The further to the left or the right you move, the more your lens on life distorts.

Thursday, May 07, 2015

Imaginary Monsters

In an amusing, and at the same time, insightful article, Heather Wilhelm discusses the Left's concern with the threat of "intersectionality" within some future Mars colony. Specifically, the worry that racism and sexism will infect a Mars colony—never mind that any attempt at traveling to Mars is a decade away or more. Oh, and for those who don't know what "intersectionality" is, it's a feminist concept that in Wilhelm's words is "widely interpreted to document how an individual can be oppressed in multiple layers, thanks to a mix of race, class, gender, and more."

Wilhelm goes on to discuss the Left's obsession with oppression, writing:
Racism or sexism are both, quite obviously, bad things. Unfortunately, the modern left has become so obsessed with the concept of “oppression” in general—or whatever “intersectional” brew is the craze of the day—that many simply can’t see straight. In the process, they often miss the big picture, fail to discern genuine threats, and even create imaginary monsters along the way.

If our culture’s oppression obsession were limited to wacky Guardian articles or the far corners of academia, we could all have a good chortle and move on. Sadly, that’s not the case. Take, for instance, this week’s events in Garland, Texas, where a “draw Mohammed” contest inspired the creation of a whole building full of religiously offensive cartoons—which, in turn, was enough to inspire two Islamic men to attempt a mass shooting at the scene.

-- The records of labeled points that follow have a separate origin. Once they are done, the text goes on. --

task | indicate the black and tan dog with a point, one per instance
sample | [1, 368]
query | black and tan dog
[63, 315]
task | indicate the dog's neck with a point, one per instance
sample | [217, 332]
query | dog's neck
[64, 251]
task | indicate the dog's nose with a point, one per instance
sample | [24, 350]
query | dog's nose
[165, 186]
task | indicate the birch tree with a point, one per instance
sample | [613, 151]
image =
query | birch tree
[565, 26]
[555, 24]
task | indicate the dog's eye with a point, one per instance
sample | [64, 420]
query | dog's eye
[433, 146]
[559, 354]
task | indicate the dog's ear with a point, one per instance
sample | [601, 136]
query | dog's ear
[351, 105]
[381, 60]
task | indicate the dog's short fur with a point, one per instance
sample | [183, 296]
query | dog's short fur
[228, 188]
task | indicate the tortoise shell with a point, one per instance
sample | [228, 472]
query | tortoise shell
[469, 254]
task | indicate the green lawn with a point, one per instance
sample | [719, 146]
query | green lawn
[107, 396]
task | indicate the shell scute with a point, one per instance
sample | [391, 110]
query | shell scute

Amazingly, in the wake of an attempted terrorist attack on American soil, countless pundits and politicians rushed to condemn, first and foremost, not the would-be murderers, but the cartoons—and, by extension, the people who drew them. In a free society, the implications of this are fairly stunning. But when you think about it in terms with our growing cultural fixations and fears, it sort of makes sense. After all, is there a better metaphor for an oppression-based imaginary monster than an “incendiary,” “offensive” drawing in pen and ink?
Leftists would correctly rail against the notion that a woman who dresses provocatively is somehow inviting a sexual assault. Yet, in essence, that's the argument they're making by blaming the organizers of the cartoon conference for the violent attack on them. The organizers 'dressed' provocatively (by exercising their free speech rights), so many on the left suggest that they therefore precipitated the assault by Islamic terrorists. Provocative 'dress' may be in poor taste, but it never should be used to justify a violent response.